News of the stadium financing is simply the latest benchmark in the impressive turnaround in the city, especially along the waterfront. In fact yesterday’s press conference was held at the Wharf at Rivertown, a business complex that kicked off the renaissance. Now that boom is moving into other areas of the city.

In fact, it could be argued that while yesterday’s stadium news was impressive, it pales next to everything else the aid package will create for the city.

Try rolling these around on your tongue:
* A 200,000-square-foot exposition center;
* 2 office buildings, with 335,000 square feet of space;
* 25 apartment units
* 186 townhouse units
* A courtyard
* A riverwalk and boat slips.

The stadium will be the centerpiece in a $400 million development plan that is the vision of developers the Buccini/Pollin Group for the waterfront.

But it’s not just along the Delaware. And it’s not just high-rollers and outsiders who will benefit. There will be thousands of jobs, first with construction and then permanent positions at the stadium and shops.

Rendell claimed there would be 2,600 construction jobs, 800 permanent jobs and $19 million in annual tax revenue. At that rate the public would get its money back in a few years.

The development also would remedy one of the city’s great shames, that its residents do not have a major supermarket within its borders.
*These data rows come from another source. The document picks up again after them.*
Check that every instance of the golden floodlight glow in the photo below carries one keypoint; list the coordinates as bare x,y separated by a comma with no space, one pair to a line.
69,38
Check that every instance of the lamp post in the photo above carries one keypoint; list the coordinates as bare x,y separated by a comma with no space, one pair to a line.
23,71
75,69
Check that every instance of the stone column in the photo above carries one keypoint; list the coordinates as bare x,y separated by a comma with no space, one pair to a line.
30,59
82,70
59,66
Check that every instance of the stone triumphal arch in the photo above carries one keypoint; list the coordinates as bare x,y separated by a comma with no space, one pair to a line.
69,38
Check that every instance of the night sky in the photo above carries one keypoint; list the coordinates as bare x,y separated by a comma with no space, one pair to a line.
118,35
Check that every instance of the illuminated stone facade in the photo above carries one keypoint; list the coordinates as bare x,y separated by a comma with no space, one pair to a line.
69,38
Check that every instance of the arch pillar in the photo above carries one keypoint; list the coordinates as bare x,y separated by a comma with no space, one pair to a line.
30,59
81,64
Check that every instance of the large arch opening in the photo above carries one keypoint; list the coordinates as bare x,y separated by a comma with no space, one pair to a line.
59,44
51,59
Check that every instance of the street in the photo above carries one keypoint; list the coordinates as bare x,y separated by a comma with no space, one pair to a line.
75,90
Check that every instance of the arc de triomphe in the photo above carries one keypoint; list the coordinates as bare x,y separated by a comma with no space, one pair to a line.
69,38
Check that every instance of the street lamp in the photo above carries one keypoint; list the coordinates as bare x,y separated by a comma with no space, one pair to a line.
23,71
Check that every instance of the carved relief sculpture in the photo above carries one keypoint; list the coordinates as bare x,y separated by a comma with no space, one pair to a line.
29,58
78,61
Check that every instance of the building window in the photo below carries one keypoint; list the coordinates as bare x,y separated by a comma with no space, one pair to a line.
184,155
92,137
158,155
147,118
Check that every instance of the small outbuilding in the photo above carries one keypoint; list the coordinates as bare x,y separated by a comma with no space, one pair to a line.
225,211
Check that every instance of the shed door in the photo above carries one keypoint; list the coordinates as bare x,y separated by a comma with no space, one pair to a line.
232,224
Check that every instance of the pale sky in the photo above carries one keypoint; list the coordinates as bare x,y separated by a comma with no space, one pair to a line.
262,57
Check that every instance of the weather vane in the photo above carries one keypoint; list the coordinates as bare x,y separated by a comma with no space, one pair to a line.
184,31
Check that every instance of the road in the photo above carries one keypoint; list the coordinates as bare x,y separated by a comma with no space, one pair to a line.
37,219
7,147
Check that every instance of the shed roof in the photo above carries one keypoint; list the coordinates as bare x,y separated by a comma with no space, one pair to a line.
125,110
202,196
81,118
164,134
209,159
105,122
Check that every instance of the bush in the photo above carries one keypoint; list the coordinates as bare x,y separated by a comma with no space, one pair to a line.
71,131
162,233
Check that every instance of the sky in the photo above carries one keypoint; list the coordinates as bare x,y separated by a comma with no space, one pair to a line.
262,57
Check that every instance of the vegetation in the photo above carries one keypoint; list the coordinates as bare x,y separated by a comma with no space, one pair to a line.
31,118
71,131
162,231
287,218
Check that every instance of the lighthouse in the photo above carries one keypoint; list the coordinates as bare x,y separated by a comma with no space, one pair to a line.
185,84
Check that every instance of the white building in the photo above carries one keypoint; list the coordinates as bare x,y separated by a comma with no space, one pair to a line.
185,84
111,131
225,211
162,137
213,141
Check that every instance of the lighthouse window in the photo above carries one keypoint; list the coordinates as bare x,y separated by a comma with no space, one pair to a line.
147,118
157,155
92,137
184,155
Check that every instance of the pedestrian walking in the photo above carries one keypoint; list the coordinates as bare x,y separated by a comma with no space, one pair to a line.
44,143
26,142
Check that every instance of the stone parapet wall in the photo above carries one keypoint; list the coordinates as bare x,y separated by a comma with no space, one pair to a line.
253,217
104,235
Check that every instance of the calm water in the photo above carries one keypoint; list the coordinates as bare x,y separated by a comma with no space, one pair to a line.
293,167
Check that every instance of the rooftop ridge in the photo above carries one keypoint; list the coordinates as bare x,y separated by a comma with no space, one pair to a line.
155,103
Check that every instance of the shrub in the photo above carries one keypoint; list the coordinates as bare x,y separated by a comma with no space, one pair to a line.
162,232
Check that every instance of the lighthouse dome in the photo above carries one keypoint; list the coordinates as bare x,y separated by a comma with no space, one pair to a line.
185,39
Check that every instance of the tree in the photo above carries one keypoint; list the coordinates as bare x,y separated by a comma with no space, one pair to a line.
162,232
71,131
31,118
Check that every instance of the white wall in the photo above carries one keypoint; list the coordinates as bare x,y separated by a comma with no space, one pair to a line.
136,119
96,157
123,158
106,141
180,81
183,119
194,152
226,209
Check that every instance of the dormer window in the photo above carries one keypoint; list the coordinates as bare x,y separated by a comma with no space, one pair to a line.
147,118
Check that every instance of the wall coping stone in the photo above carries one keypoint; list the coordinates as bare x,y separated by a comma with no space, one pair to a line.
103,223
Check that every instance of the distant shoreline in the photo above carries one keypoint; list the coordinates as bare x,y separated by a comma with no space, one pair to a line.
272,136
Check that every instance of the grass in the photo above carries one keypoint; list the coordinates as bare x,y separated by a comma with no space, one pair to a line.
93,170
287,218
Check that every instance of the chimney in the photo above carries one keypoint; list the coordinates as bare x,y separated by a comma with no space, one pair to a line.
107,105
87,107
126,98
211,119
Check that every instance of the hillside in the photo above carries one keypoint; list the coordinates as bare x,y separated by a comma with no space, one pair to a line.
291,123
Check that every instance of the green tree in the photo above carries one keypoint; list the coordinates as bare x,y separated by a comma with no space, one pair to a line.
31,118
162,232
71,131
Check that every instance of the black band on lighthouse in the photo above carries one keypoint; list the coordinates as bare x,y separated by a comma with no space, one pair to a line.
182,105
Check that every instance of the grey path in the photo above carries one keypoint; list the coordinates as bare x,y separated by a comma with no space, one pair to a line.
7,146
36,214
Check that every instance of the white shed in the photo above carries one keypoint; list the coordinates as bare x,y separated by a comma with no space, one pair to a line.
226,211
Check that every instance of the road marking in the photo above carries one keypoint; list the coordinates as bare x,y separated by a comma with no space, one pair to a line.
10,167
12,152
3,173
The developers also are looking to align the team with the struggling Chester Upland School District, targeting a portion of ticket sales to the schools.

Mayor Wendell Butler could only dream of such developments a few years back.
“This is utterly amazing,” Butler said yesterday.

James Nevels, head of the Swarthmore Group and the former head of the Philadelphia School Reform Commission, is one of the partners in the venture.

He had another word for what happened yesterday.

“It’s a miracle day,” Nevels said.

A miracle in Chester. How cool is that?